Adesso si vorrebbe fare la stessa cosa con la Cassa Depositi e Prestiti, che è l’ultimo strumento di cui potremmo fare uso per ricominciare a produrre ricchezza sottraendoci alla rapina dei tassi d’interesse che ci vengono imposti truffaldinamente dai “mercati finanziari”.
Cos’è infatti la CDeP? Un contenitore che detiene oltre 120 miliardi di depositi postali; che può erogare crediti al sistema delle imprese; che ha partecipazioni strategiche in industri di interesse strategico come Terna, ENI, Snam, Poste, Fincantieri, Daipem, Italgas (sono solo alcuni esempi). Dunque perdendo la CDeP perderemmo uno strumento decisivo per impostare una nuova politica industriale dell’Italia, e uno strumento per creare una moneta parallela (la nostra, italiana) per diminuire gradualmente l’impiego di euro e sottrarsi ai tassi arbitrari dei cosiddetti “mercati”, che sono associazioni per delinquere. Immagino le lamentazioni dei professori di economia liberista. Ma sono totalmente infondate. La Germania ha una banca analoga, al 100% pubblica, che fa le stesse cose, senza che nessuno abbia il coraggio di chiederle conto dei suoi “sforamenti” e del suo debito (che è più o meno come il nostro.
Dunque l’operazione Gentiloni-Padoan significa semplicemente un drenaggio di 5 miliardi € perpetrato contro il “sistema Italia (rubo questa definizione a Alberto Micalizzi).. Infatti chi comprerà la CDeP? La City of London e Wall Street, gemelle siamesi. Per altro in completa e plateale violazione della Costituzione. Per citare solo alcuni degli articoli violati, basta prendere il 43 e il 47. Il primo dice che “la legge può riservare, o trasferire allo Stato imprese che si riferiscono a servizi pubblici essenziali o a fonti di energia”. Il Governo propone esattamente il contrario: sottrarre alla proprietà pubblica una impresa che somma le due funzioni. Il secondo il 47, indica alla Repubblica “il compito di favorire il risparmio popolare e il suo accesso all’investimento azionario e nei grandi complessi produttivi”. Dunque perché cedere alle banche d’affari straniere quando si può fare ricorso al risparmio popolare (di nuovo sottraendo l’Italia all’indebitamento?

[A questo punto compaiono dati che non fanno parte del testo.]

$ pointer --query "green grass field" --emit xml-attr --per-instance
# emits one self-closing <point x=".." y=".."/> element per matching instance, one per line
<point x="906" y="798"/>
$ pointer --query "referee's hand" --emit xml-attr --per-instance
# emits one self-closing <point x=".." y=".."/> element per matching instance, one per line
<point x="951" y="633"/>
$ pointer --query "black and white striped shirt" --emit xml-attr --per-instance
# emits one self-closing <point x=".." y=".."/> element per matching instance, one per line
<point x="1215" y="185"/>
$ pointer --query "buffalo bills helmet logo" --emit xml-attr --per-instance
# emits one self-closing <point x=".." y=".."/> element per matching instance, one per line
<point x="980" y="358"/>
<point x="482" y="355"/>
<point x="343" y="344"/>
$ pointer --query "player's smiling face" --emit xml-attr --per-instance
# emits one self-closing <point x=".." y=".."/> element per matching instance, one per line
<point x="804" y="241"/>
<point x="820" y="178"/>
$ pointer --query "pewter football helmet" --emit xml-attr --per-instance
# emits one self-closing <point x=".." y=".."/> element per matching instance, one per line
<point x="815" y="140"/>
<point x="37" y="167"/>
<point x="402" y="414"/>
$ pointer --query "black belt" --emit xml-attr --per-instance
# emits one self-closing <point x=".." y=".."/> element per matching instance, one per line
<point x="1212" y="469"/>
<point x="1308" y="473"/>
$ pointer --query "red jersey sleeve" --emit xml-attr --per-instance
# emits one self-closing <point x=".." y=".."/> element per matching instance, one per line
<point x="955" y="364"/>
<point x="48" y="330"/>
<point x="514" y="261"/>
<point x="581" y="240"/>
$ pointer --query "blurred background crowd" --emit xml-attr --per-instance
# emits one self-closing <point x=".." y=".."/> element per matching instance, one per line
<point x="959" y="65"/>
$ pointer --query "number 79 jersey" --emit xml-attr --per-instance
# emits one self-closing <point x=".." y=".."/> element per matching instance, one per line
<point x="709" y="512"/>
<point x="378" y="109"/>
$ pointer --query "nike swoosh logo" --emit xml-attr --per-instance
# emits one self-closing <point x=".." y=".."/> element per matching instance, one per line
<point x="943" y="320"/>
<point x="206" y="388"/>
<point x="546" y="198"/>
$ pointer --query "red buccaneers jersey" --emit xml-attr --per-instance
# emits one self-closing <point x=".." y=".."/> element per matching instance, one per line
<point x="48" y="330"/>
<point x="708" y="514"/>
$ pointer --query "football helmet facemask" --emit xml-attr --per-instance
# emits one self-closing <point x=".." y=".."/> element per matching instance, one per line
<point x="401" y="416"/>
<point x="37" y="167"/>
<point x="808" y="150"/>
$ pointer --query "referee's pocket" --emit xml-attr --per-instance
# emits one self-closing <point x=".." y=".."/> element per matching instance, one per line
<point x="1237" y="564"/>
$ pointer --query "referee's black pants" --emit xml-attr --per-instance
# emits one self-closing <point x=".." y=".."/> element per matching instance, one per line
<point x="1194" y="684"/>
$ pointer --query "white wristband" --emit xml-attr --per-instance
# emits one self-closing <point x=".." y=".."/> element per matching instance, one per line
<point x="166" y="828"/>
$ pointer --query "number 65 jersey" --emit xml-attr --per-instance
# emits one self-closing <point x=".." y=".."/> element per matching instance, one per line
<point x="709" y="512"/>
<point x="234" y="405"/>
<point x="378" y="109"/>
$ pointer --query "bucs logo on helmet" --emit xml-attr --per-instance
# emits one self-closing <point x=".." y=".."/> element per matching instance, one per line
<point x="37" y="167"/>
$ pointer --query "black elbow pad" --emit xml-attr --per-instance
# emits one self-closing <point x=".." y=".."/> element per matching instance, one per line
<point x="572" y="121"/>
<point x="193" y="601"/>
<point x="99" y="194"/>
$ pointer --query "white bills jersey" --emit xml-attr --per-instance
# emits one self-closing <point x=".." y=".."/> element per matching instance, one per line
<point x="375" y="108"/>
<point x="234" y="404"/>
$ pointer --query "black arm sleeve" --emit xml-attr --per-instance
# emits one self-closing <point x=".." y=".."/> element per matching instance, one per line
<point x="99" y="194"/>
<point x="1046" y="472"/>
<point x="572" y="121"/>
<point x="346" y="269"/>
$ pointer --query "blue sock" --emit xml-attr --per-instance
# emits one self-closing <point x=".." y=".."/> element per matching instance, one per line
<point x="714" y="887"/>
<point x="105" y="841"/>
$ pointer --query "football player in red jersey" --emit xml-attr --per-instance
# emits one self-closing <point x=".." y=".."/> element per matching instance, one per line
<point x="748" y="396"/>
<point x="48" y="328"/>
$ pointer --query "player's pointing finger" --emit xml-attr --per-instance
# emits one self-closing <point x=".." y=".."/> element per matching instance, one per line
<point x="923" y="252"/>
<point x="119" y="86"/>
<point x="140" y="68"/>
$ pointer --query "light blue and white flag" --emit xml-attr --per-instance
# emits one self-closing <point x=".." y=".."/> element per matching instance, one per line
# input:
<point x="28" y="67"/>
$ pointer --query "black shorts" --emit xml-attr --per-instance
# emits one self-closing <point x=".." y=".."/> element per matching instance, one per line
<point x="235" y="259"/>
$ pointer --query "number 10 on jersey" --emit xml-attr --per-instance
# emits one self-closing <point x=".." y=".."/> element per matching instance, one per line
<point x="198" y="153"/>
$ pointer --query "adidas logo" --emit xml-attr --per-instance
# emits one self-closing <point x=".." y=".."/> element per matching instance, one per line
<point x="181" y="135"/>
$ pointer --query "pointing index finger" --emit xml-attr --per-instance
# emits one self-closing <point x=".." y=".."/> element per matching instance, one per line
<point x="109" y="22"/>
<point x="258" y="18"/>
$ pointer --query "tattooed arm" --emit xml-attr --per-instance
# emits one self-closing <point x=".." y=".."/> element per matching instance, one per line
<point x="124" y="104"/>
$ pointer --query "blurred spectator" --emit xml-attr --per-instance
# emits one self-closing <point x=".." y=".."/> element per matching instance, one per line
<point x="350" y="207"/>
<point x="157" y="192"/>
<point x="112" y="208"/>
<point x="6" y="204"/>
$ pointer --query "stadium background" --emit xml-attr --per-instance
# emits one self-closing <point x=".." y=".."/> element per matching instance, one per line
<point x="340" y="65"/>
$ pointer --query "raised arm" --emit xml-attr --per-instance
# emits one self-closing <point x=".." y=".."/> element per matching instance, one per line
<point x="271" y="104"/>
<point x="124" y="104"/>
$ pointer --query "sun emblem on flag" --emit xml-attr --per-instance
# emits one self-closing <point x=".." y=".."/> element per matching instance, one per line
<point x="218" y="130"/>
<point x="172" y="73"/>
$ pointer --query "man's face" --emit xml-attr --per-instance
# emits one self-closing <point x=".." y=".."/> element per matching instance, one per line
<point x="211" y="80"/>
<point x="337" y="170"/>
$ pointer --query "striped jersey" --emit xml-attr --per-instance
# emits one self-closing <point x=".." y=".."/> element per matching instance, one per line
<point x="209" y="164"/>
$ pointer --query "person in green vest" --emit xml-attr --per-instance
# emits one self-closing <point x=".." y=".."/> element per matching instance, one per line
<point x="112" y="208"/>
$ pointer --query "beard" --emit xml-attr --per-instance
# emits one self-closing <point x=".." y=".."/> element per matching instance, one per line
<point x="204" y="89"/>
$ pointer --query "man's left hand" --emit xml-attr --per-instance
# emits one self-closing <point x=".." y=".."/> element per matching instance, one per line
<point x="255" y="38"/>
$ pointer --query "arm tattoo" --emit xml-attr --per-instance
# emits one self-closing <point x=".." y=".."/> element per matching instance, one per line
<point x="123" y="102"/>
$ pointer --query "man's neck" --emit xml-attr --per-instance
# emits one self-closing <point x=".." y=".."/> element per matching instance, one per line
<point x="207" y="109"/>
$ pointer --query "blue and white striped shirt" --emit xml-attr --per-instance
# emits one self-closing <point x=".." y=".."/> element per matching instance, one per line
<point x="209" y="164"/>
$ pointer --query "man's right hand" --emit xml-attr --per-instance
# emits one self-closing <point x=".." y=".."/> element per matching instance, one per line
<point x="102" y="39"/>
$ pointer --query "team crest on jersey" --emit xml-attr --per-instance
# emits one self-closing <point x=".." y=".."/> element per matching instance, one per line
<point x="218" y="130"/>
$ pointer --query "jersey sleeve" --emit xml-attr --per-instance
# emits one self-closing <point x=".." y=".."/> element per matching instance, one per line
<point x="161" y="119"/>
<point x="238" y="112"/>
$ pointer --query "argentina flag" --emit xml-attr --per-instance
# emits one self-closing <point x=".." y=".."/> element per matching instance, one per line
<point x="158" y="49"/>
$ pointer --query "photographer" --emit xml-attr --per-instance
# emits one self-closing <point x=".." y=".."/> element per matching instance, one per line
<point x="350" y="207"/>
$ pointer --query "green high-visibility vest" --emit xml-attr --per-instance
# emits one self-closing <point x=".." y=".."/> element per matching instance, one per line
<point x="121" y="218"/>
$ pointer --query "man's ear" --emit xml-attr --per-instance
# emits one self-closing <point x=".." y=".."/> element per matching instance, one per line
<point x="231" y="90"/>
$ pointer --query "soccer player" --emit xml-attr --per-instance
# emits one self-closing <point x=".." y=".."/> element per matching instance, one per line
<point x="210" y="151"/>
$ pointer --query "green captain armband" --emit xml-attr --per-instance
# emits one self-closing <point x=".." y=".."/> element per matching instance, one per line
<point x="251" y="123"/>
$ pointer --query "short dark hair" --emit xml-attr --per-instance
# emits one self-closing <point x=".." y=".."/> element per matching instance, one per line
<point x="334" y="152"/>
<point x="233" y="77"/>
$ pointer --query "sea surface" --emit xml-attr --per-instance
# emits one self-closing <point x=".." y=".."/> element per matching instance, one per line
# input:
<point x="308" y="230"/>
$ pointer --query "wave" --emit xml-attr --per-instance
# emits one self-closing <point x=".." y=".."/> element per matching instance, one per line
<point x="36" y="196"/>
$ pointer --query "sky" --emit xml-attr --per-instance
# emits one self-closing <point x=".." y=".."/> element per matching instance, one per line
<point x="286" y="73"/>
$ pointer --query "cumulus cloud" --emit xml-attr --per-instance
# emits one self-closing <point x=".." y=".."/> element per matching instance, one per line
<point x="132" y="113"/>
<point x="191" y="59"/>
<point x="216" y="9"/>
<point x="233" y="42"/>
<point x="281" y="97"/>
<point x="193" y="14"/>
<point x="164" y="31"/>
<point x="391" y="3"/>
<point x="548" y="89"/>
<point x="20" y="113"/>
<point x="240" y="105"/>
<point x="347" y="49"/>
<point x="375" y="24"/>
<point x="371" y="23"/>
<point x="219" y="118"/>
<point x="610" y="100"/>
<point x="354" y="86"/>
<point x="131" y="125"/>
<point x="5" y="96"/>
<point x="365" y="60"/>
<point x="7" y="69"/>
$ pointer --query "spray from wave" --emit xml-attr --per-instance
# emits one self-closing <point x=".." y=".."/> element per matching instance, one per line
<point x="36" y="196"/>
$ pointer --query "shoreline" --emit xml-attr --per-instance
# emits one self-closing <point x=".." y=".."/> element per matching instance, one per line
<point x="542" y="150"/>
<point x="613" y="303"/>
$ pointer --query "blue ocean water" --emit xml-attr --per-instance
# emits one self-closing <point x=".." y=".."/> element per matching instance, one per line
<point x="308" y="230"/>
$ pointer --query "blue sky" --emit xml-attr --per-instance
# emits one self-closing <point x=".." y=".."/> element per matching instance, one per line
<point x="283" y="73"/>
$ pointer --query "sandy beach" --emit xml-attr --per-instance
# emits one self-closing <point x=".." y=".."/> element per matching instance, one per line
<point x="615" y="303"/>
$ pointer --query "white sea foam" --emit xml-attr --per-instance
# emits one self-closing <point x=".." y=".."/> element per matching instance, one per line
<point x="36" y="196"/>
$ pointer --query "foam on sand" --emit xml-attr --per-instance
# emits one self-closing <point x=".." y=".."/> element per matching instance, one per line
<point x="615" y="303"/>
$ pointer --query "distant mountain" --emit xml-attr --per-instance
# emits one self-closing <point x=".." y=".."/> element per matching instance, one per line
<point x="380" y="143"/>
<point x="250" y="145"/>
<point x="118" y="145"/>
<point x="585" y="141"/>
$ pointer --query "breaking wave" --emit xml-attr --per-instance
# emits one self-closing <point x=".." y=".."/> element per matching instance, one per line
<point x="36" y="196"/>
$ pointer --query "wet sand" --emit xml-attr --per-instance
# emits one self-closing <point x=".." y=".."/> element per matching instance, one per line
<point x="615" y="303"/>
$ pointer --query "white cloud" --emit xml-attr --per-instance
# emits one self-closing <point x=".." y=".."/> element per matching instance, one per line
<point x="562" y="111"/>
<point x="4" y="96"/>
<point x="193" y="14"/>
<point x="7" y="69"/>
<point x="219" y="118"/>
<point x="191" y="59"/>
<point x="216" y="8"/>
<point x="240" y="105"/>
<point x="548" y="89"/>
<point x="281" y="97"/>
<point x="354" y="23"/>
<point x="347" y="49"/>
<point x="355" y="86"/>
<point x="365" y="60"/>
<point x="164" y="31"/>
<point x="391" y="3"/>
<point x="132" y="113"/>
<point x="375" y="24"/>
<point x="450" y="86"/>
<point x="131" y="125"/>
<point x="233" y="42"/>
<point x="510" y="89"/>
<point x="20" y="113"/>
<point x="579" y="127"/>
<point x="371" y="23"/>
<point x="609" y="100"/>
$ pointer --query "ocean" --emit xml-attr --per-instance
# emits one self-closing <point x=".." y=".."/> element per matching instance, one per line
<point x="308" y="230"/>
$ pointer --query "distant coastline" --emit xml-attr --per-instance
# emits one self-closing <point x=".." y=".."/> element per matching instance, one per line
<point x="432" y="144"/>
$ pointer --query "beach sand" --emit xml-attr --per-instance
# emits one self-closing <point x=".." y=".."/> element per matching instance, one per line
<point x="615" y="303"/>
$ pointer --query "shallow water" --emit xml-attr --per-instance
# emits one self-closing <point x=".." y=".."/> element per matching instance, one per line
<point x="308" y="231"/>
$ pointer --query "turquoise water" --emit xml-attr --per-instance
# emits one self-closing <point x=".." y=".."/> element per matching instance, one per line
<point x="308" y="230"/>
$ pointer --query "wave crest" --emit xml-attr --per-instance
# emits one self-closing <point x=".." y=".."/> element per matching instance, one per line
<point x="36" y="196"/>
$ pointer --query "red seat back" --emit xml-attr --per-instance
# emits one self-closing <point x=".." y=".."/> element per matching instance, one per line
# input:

Del resto (come ha splendidamente dimostrato Paolo Maddalena, nel suo libro “Gli inganni della finanza. Come svelarli, come difendersene”, Donzelli Editore) tutte le privatizzazioni qui elencate sono fuori e contro la Costituzione, come lo sono i Trattati di Maastricht e di Lisbona. Come lo sono il Fiscal Compact e il Meccanismo Europeo di Stabilità. Siamo stati espropriati “a norma di legge”, contro la legge fondamentale dello Stato Italiano. Complici gli accademici, i giornalisti, i politici corrotti.
Ora però bisogna rifare i conti. La Costituzione è stata ribadita dalla stragrande maggioranza degli italiani. Una Costituzione che mette in primo piano la proprietà collettiva, che considera in linea di principio inalienabile, quindi non privatizzabile. E che pone la stessa proprietà privata sotto la tutela dell’utilità sociale (art. 41). Ecco perché la nostra Costituzione non piace a JPMorgan.
Bisognoa dunque impedire questa nuova aberrazione. La legge fondamentale è dalla nostra parte. E dobbiamo cominciare a chiedere conto a chi la viola. Difenderla significa difendere la nostra sovranità.